THEY ARE TOO stubborn to give up, and they wouldn't be men of status in the NFL if they weren't stubborn. So Al Davis and Tom Cable will not raise the white flag, the international symbol of surrender.
But if a flag can be raised to express exasperation, the Raiders boss and his appointed functionary can raise it any minute.
Maybe they already have.
The Raiders' latest exhibition of self-hatred, a 16-10 loss to the equally young and defective Kansas City Chiefs before more than 20,000 empty seats Sunday at the Coliseum, captured in full a team caught in a web of despair, operating under a thin and paralyzed management and an increasingly distant or uninterested ownership.
In between, we find a coaching staff completely bereft of answers.
Not much has worked all season, and not much worked on Sunday. It's beginning to look as if nothing the Raiders try, no matter how great it looks on paper or how well it works in practice, will translate into productive performance on game day.
"You keep expecting it to change," cornerback Nnamdi Asomugha said. "And it doesn't."
The Raiders (2-7) took the field healthier than they have been in weeks. Running back Darren McFadden was back, as were wideout Chaz Schilens, guard Robert Gallery and tackle Cornell Green. Cable had spent the week saying he and his staff had evaluated the first half of the season and believed they could solve the problems
Cable in the second quarter called for a play sending rookie sprinter Darrius Heyward-Bey deep downfield. The wideout has been a monumental bust partly because he has had few opportunities but mostly because he has squandered those he's been given.
As if on cue, Heyward-Bey dropped a gorgeous second-quarter pass near the goal line. He then disappeared until the final, desperate seconds — when he reappeared and killed Oakland's last chance by bobbling another perfect pass. Chiefs safety Mike Brown cruised over to grab it out of midair.
Cable was trying to deliver exactly what he knows his boss wants — probably demands — and got scorched.
The coach began by trying JaMarcus Russell at quarterback. Again.
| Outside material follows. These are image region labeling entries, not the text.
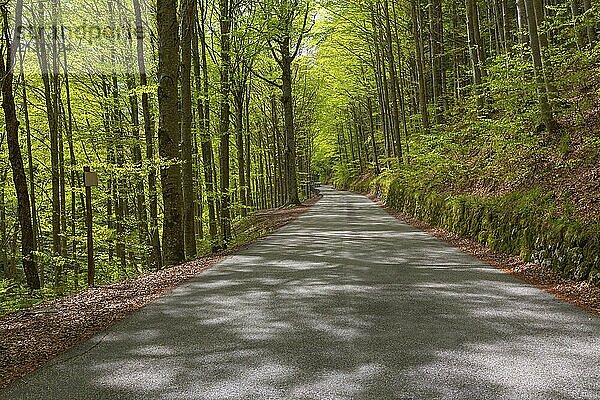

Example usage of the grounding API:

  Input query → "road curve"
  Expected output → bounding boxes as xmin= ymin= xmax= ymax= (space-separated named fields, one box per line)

xmin=0 ymin=188 xmax=600 ymax=400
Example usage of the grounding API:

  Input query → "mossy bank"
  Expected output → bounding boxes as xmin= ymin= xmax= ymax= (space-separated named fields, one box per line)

xmin=336 ymin=174 xmax=600 ymax=284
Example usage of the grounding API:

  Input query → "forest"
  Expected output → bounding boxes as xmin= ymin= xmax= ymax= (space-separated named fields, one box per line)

xmin=0 ymin=0 xmax=600 ymax=313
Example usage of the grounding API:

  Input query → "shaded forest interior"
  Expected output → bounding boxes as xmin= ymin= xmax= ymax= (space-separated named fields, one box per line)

xmin=0 ymin=0 xmax=600 ymax=313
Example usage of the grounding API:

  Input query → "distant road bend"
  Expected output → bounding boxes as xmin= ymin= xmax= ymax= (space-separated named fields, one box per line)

xmin=0 ymin=188 xmax=600 ymax=400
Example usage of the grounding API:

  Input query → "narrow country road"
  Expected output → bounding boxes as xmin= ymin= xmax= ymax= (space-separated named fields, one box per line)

xmin=0 ymin=189 xmax=600 ymax=400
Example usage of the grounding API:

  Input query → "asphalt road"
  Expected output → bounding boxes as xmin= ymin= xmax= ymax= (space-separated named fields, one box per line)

xmin=0 ymin=189 xmax=600 ymax=400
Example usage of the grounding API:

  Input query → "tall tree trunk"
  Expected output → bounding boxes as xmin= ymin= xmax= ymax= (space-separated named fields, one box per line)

xmin=35 ymin=2 xmax=62 ymax=266
xmin=156 ymin=0 xmax=185 ymax=265
xmin=524 ymin=0 xmax=556 ymax=131
xmin=383 ymin=0 xmax=403 ymax=166
xmin=192 ymin=0 xmax=218 ymax=244
xmin=19 ymin=49 xmax=45 ymax=288
xmin=281 ymin=40 xmax=300 ymax=205
xmin=0 ymin=0 xmax=40 ymax=290
xmin=429 ymin=0 xmax=444 ymax=124
xmin=133 ymin=0 xmax=162 ymax=269
xmin=181 ymin=0 xmax=196 ymax=259
xmin=465 ymin=0 xmax=485 ymax=110
xmin=235 ymin=89 xmax=248 ymax=217
xmin=411 ymin=0 xmax=430 ymax=133
xmin=219 ymin=0 xmax=232 ymax=242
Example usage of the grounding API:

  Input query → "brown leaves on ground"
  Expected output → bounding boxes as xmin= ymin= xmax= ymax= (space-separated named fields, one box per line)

xmin=369 ymin=196 xmax=600 ymax=316
xmin=0 ymin=197 xmax=319 ymax=389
Russell, who has started every game, responded with an effort surely no worse than those submitted throughout most of this season but would have done better if not for at least eight dropped passes.
Agitated by several wildly errant throws by Russell, who missed open receivers no fewer than five times, Cable in the third quarter turned to backup Bruce Gradkowski, who was welcomed with cheers but threw two interceptions in nine passes.
So the results were basically the same. Each quarterback was bad and each was victimized by a Heyward-Bey drop that could have had a profound effect on the game.
The Raiders organization was, once again, victimized by its tendency to fail largely on the basis of decisions made for reasons seemingly unrelated to assembling a thriving football franchise.
Cable has been vocal in his support of and confidence in Heyward-Bey, perhaps because the No. 1 draft pick is widely known to have been identified and selected by Davis. Though DHB has rewarded his enablers with consistently poor production, he has remained a starter.
But that's the way this franchise rolls. It's as if the employees are standing outside their own burning building expecting the fire to extinguish itself.
There has been no dramatic move to upgrade the roster since the preseason acquisition of defensive lineman Richard Seymour. A snapshot of defensive creativity — successful blitzing against Philadelphia — was followed by a return to the familiar and futile. There is the inability to adjust when defenses started taking away tight end Zach Miller, the refusal to decide what to do with Javon Walker, the fear over allowing Asomugha to shadow routinely the opponent's best receiver.
And just when you think they've made progress in one notoriously troublesome area, the Raiders are flagged for a season-high 10 penalties.
Yet Cable has said all season he expects things to improve. There hasn't been a shred of evidence to support it, and none emerged Sunday. Yet, Cable said it again.
He said he has faith.
Better that than nothing. In the meantime, the team's ethereal concepts can be, and often have been, beaten on Sundays — 79 times in the past 105 games since the start of 2003 to be exact.
Maybe the appropriate flag will be raised above the Coliseum by the time the Cincinnati Bengals arrive next Sunday.
"Commitment to Excellence" has devolved into commitment to despair.